Nadia Mohamed Ali and her children drew the shocking sentence this month from a judge in Beni Suef, a city of 200,000 located about 75 miles south of Cairo. Ali, who was raised a Christian and converted to marry her Muslim husband, sought to return to her spiritual roots when he died. But the Egyptian government zeroed in on her effort to have her and her children’s national ID cards altered to mark the conversion.
“[Egyptians who] change from Islam to Christianity, or come back to Christianity, face difficulties,” Ishak Ibrahim, a religion expert with the Egyptian Initiative for Personal Rights, told FoxNews.com.

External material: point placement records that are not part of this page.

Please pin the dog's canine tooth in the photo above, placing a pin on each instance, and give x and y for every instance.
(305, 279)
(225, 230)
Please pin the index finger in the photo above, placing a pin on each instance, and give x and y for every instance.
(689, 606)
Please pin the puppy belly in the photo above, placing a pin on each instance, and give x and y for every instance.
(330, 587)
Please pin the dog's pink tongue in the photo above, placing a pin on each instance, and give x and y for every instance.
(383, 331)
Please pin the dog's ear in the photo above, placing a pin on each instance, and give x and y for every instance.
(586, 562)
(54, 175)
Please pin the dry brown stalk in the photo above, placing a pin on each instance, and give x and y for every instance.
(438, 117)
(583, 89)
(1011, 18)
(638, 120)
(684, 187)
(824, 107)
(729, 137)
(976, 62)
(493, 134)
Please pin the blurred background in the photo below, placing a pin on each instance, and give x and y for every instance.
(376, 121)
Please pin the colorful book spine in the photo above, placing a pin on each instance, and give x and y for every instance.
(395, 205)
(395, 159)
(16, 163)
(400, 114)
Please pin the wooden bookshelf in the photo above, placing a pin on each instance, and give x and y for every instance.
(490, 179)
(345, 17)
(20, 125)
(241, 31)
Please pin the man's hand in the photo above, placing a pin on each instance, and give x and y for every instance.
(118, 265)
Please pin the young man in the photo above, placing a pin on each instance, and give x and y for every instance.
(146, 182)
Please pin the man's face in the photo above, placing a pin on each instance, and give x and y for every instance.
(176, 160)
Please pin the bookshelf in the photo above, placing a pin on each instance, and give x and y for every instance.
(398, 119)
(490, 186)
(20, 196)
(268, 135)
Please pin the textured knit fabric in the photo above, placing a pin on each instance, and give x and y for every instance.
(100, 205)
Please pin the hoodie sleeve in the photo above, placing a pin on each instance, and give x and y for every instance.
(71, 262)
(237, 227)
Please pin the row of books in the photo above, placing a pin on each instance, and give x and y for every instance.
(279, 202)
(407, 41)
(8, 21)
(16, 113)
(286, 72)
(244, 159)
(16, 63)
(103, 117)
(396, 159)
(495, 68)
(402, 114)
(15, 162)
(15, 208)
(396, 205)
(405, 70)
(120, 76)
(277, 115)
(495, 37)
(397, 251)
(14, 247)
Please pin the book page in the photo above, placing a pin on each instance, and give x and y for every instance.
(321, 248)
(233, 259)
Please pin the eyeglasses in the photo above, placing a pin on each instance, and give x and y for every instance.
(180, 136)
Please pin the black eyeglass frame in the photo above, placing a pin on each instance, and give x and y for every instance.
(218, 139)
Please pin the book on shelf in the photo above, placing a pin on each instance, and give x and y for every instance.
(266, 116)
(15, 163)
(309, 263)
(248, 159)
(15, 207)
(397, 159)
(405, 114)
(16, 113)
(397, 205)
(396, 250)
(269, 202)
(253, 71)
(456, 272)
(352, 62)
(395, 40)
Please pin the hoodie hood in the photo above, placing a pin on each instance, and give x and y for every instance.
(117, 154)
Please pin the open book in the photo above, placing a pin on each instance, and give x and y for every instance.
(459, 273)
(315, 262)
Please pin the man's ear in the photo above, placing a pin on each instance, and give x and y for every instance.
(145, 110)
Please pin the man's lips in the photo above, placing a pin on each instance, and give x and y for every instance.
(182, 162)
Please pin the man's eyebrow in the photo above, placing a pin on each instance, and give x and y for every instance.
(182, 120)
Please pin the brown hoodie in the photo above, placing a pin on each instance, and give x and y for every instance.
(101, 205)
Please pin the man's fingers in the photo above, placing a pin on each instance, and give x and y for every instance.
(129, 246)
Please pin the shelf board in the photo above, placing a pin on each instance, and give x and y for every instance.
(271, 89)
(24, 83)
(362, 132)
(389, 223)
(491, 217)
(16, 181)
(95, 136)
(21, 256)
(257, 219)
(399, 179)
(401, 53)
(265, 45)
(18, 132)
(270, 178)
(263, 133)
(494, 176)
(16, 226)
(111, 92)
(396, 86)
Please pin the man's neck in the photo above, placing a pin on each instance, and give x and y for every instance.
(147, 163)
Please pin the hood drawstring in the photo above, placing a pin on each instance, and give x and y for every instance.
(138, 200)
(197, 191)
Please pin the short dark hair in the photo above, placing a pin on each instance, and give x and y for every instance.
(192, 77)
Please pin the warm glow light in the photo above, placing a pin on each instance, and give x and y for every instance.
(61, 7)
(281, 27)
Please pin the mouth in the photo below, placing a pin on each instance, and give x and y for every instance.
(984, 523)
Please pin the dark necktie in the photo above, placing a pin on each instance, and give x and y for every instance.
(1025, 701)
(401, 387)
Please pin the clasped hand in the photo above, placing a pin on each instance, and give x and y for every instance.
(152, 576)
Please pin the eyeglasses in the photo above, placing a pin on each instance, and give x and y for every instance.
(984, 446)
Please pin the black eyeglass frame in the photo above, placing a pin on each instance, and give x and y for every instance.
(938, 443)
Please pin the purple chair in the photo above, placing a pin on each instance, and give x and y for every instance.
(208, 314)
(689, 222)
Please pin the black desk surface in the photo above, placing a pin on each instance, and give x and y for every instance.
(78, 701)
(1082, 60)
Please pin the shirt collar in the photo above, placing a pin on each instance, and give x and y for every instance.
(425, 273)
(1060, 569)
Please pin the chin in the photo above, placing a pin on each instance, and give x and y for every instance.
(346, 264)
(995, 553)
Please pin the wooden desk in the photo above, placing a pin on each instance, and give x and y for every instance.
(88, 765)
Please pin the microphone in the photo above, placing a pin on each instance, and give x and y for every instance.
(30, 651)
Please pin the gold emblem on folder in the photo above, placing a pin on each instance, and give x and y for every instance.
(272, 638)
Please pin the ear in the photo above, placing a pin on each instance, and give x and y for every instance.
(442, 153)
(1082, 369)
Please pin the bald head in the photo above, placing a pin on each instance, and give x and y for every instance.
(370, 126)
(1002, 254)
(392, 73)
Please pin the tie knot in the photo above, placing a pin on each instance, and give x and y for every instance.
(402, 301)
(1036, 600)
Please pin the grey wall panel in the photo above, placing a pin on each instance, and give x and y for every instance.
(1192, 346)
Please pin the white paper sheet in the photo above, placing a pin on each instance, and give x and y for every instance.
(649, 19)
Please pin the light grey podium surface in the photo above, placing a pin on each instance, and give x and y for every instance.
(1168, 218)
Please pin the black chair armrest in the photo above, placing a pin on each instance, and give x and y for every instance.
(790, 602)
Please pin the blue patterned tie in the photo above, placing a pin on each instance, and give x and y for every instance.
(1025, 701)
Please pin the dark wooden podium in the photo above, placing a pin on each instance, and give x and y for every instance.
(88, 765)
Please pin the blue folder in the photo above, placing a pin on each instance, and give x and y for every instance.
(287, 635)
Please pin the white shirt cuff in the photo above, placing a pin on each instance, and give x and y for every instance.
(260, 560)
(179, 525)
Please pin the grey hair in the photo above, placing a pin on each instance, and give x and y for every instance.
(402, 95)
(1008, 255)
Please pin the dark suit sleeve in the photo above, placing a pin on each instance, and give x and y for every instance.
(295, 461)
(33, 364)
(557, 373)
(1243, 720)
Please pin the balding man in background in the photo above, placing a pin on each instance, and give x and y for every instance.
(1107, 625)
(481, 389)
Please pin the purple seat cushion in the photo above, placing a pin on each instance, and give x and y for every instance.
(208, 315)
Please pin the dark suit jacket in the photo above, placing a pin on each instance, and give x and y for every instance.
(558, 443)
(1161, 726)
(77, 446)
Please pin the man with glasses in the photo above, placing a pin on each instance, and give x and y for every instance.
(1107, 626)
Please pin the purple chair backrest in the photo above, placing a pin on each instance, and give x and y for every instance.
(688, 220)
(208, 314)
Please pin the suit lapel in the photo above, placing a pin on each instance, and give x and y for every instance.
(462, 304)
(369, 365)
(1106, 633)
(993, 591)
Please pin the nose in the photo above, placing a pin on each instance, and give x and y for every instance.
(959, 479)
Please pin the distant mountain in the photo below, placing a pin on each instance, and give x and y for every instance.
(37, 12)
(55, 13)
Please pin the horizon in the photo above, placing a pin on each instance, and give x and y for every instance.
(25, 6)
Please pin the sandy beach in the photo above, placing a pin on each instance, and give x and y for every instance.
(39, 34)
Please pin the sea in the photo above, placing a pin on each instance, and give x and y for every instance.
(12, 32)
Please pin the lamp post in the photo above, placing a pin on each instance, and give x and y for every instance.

Rep. Frank Wolf, (R-Va.), co-chairman of the Congressional Human Rights Caucus, said the Obama administration has failed to confront the growing crackdown on Christians in Egypt. President Mohamed Morsi, who was elected last year after the 30-year reign of Hosni Mubarak ended with protests and Mubarak’s arrest, has overseen a startling decrease in tolerance for the nation's approximately 8.5 million Coptic Christians.
“We have a strategic and moral imperative to protect and preserve these ancient faith communities, which this administration has failed to do,” Wolf said. “Too often we in the West have turned a blind eye to the suffering of persecuted people of faith."
U.S. State Department spokesperson Ariel Vaagen said the Obama administration is concerned about the rights of Christians in Egypt.
"We are following reports of a number of Egyptians sentenced to imprisonment for forging identity documents to alter their religious identity from Muslim to Christian,” Vaagen wrote. “We are deeply concerned with Egyptian laws that infringe on an individual's universal right to choose his or her religion and call upon the Egyptian government to promote and protect universal freedoms, including freedom of religion, for all its citizens.”
The clerical workers who helped the family change their identity and residence documentation were also arrested, and sentenced to five years in prison. The documents were changed prior to Morsi’s election, but the charges weren’t pursued under Mubarak.
A spokesman for Egypt’s ministry of foreign affairs in Cairo told FoxNews.com on Monday that “we do not have any information” on the case and said the media will have to “wait for our response.“
Wolf co-sponsored a bill last week with Rep. Anna Eshoo, (D-Calif.), who sits on the Caucus on Religious Minorities in the Middle East, that would create a special envoy position within the State Department to advocate on behalf of vulnerable religious minorities in the Middle East and South Central Asia.
Although the bill was passed by the House vote by a vote of 402-20, it was blocked in the Senate.
Dwight Bashir, deputy director for policy at the U.S. Commission on International Religious Freedom, told FoxNews.com that Ali’s case is a “very harsh sentence” and “a major step backward in terms of laws and policies in Egypt.”
Samuel Tadros, an Egyptian Christian and a research fellow at Hudson Institute's Center for Religious Freedom, said the State Department’s urging of the Egyptian government to be more tolerant of religion ignores the repressive Constitution Morsi’s Muslim Brotherhood pushed through last month.
“It is interesting that the State Department, in its attempt to tone down the gravity of the problem in Egypt, chooses to ignore a document such as the Egyptian Constitution, with its many problematic clauses that limit freedom of religion, speech and thought,” Tadros said.